В общем Владимир прекрасный русский город, каменный, многоцерковный, а главное, в нем хорошо сохраняется старина. Заметна уже близость Москвы.
Я пишу Вам, а под окном непрерывно гремят, проносятся экипажи, скрипят возы. Заглушая прочие звуки, сейчас над городом плывет вечерний звон: колокола многих церквей зовут к вечернему служению. Церквей здесь много и весьма старинных, некоторые изумительны по красоте и величию, например, Дмитриевский и Успенский соборы на Дмитриевской площади. Белокаменная резьба Успенского собора восхищает, архитектура являет гармоническое слияние легкости и торжественности.
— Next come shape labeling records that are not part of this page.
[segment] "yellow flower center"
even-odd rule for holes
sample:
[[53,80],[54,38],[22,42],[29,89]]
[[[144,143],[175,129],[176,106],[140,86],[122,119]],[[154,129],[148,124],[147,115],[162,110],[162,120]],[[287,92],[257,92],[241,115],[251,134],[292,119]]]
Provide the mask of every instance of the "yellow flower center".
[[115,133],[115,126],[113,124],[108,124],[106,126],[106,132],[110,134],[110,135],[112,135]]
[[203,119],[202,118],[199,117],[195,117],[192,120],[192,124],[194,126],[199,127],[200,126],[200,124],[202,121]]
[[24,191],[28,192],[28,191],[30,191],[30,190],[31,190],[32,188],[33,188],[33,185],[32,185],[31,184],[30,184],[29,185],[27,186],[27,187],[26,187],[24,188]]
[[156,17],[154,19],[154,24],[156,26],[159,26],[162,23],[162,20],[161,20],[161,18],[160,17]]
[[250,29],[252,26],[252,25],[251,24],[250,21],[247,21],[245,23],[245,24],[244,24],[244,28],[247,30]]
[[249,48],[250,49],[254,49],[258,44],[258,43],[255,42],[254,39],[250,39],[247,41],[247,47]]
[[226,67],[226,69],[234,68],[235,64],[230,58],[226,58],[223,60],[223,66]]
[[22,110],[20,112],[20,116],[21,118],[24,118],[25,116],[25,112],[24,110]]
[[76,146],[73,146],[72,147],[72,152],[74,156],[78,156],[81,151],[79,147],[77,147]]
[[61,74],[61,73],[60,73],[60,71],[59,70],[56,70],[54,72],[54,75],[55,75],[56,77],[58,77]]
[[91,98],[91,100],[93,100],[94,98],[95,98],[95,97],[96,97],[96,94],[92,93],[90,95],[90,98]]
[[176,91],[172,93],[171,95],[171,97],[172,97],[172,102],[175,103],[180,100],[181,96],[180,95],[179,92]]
Внутри сохранились фрески Андрея Рублева и Даниила Черного.
Представьте себе, маменька, что в каменной резьбе Дмитриевского собора сосчитано более тысячи различных изображений: птицы-звери, грифоны-звери с лицами человеческими и просто звери и птицы. А то во весь опор учатся всадники или схватились в смертной борьбе... Есть и Самсон, пасть льву раздирающий. Тут и там переплелись шеями гуси... Словом, сколько ни провести времени в сем дивном храме, все новые фигуры являются взору. Ах, маменька, зачем нет тут Вас, зачем это не Макарьев! То не полное наслаждение, когда нет возможности разделить его с тем, кто душою тебе близок. Что ни вижу, что ни чувствую – удовольствия от того лишь половина. Сколько радости было бы от возможности сказать: "Маменька, взгляните еще вот на это!"
С Дмитриевской площади направился я к Золотым воротам. Величественное сие сооружение чем-то нашжинает нашу Сююмбекову башню. "Золотые", ибо когда-то были окованы золоченой медью. Перед воротами некогда имелся ров, через который перекидывался по надобности легкий мост. В противоположном конце Дворянской улицы, как бы напротив Золотых, находились Серебряные ворота. Через них въезжали в город путешественники с востока, из Казани и других городов. Созерцая величественные храмы Владимира, вспомнил я невзрачные здания нашего университета. Дерзкая мысль при этом возникла в моей голове, но пока ее не решаюсь высказать. Я сделал некоторые зарисовки с этих соборов, быть может, они когда-нибудь пригодятся.
Потолкался я и на базаре среди народа, торговал калачами, сторговал Вам, маменька, ножнички и наперсток.
Затем пошел к себе в номер чай пить. Но так стало мне грустно и одиноко, что и чай не пился. Сел у окошка, чтобы хоть чем-то развеяться, но не получилось.
Прощайте, маменька! Кланяйтесь родным и добрым друзьям, всем, всем. Прощайте.
Николай.
Москва, 1 авг. 1821 г..
12-й час ночи.
Наконец я, милая маменька, в Москве. Добрался на вольных, так как почтовых лошадей ни в городе Богородском, ни на станции Старая Купавна достать не привелось... В город дотащился не в пору рано и потому принужден был остановиться в дорогой гостинице с мебелью красного дерева, с огромными окнами, на Большой Дмитровке. Плачу по 3 рубля в сутки за комнату и 75 копеек за прислугу. Дорого, дорого! Меня утешает одно: рядом университет и Кремль.
День прошел, даже почти незаметно: утром, напившись чаю и побрившись, поехал я к Перевощикову в надежде получить письмо от Вас, маменька, но не застал его дома.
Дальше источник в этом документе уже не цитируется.